Over time, however, reports emerged of side effects that were idiosyncratic to DAs, he says. “These were excessive daytime sleepiness, in particular sleep attacks, in which patients fall asleep suddenly, as well as impulse control behavior disorders such as obsessive gambling, shopping, eating and hypersexuality. Even though these are rare, they can be devastating. So clinicians for the most part returned to the use of levodopa, because the potential side effects of the DAs far outweighed the benefits they offered.”

First generation DAs activate the dopamine 2 (D2) family of receptors (which includes D3 and D4). The ubiquity of D2 receptors throughout the brain makes them more likely to cause impulse-control side effects, weight gain and swelling, and excessive daytime sleepiness.

“The challenge was whether we could harness the dopamine-agonist class but not cause D2-related side effects,” says Dr. Fernandez.

Tavapadon, developed by Cerevel Therapeutics (now owned by AbbVie), was designed to target D1/D5 receptors, which tend to be more localized to motor neurons. D1/D5-targeted agonists are less likely to cause the egregious adverse effects sometimes seen in D2 agonists, although Dr. Fernandez emphasizes that any dopaminergic medication can cause any of these side effects.

“D1-targeting drugs are not exempt, but the representation of adverse effects of interest was much higher with D2 agonists,” he says.

Tavapadon also has been developed as a partial agonist, which reduces both the response in the receptor and the likelihood of unwelcome side effects.

TEMPO 2 details

From January 2020 through October 2024, 304 recently diagnosed, treatment-naive participants were randomized to placebo (153) or flexible-dose tavapadon (5 mg to 15 mg) once daily tavapadon (151) groups. Eighty participants discontinued; 224 completed.

The primary endpoint was a change in the combined scores of the Movement Disorder Society-sponsored revision of the Unified Parkinson's Disease Rating Scale (MDS-UPDRS) Parts II and III, which assess motor aspects of daily living and motor examination, respectively. At the end of the trial period, the Parts II and III combined scores were, on average, nine points better for those taking tavapadon compared to the placebo group. “A nine-point improvement is nearly unheard of,” says Dr. Fernandez. “This is a really big win for our patients and participants in the clinical trial.”
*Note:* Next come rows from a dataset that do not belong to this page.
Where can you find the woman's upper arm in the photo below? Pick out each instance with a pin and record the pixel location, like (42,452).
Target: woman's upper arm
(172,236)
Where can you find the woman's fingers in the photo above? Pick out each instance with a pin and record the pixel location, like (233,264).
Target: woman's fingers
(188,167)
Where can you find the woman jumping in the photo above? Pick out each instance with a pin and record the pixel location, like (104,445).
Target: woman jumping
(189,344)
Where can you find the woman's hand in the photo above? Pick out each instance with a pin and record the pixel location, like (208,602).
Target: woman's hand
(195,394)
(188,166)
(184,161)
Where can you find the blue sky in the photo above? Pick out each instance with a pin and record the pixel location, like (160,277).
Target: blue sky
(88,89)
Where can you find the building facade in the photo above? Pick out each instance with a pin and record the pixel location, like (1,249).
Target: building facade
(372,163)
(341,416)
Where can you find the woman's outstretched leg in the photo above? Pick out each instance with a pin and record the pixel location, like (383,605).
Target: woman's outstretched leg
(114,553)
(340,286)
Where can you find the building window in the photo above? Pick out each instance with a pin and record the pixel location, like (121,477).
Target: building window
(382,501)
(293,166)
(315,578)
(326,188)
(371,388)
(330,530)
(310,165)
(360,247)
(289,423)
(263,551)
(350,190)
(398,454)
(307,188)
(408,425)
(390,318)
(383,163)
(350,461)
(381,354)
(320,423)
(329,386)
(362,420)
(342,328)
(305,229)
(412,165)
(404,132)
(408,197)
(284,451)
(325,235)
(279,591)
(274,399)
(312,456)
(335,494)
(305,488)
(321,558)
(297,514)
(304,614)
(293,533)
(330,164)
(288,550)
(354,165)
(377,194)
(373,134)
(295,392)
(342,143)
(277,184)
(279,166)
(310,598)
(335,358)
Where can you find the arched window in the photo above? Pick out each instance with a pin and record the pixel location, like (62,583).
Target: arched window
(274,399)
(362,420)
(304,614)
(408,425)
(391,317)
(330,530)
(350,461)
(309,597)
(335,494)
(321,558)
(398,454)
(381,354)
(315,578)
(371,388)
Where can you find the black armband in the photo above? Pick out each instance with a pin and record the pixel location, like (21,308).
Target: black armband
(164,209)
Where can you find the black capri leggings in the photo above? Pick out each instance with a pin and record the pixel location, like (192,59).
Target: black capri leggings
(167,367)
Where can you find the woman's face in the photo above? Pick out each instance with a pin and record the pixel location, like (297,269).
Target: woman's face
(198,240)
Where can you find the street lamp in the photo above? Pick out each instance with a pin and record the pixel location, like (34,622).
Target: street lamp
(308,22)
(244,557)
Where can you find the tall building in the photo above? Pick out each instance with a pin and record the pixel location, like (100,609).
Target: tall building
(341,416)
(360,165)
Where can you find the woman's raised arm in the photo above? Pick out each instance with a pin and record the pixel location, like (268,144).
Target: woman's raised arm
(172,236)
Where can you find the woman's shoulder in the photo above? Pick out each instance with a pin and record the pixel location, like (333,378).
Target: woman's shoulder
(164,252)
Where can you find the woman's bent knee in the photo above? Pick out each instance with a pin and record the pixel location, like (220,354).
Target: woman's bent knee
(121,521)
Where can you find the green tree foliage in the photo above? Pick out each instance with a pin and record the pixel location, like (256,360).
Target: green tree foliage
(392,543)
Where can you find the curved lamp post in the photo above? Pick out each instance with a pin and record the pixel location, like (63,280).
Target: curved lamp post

Safety results also were positive. A majority of adverse effects among those taking tavapadon were non-serious and mild or moderate. Nausea, headache and dizziness were the most common side effects. The incidence of serious treatment-emergent adverse effects was 4.6% in the tavapadon group and 1.3% in the placebo group.

TEMPO 3 details

TEMPO 3 was begun in October 2020 and completed in February of 2024. Participants were adults ages 40 to 80 with mild symptoms when their levodopa is working, or “on,” and who experienced at least 2.5 hours of “off” time — the return of symptoms or dyskinesia — on two consecutive days during screening. They were randomized to placebo (255) or a flexible dose of tavapadon (252). The tavapadon group experienced an increase of 1.1 hours in total daily “on” time without troublesome dyskinesia versus those in the placebo group. They showed a reduction of 0.94 hours of “off” time compared to those taking the placebo.

Most side effects were mild to moderate, and the most common were nausea, dyskinesia and dizziness.

“So far, in the controlled setting of a clinical trial over a three-month period on average for each patient, tavapadon is functioning symptomatically as well as its predecessors, if not a little bit better,” he says. “And it is not causing the idiosyncratic side effects that its predecessors have caused.”

Among the drug’s other advantages, he adds, is its once-dailydosage.

“This is significantly more relevant for the newly diagnosed patient, because the only drug that is better than this is levodopa, which starts at three times a day and usually ends with four, five, six or seven times a day. This one starts and ends with once a day,” he says. “And even for a patient who is already taking levodopa four or five times a day, I think the pill burden still matters to them. So to have an additional pill they take only once a day, with their first dose of levodopa, is still a gain for them, in my opinion.”

TEMPO 4 is projected to be complete in January 2026.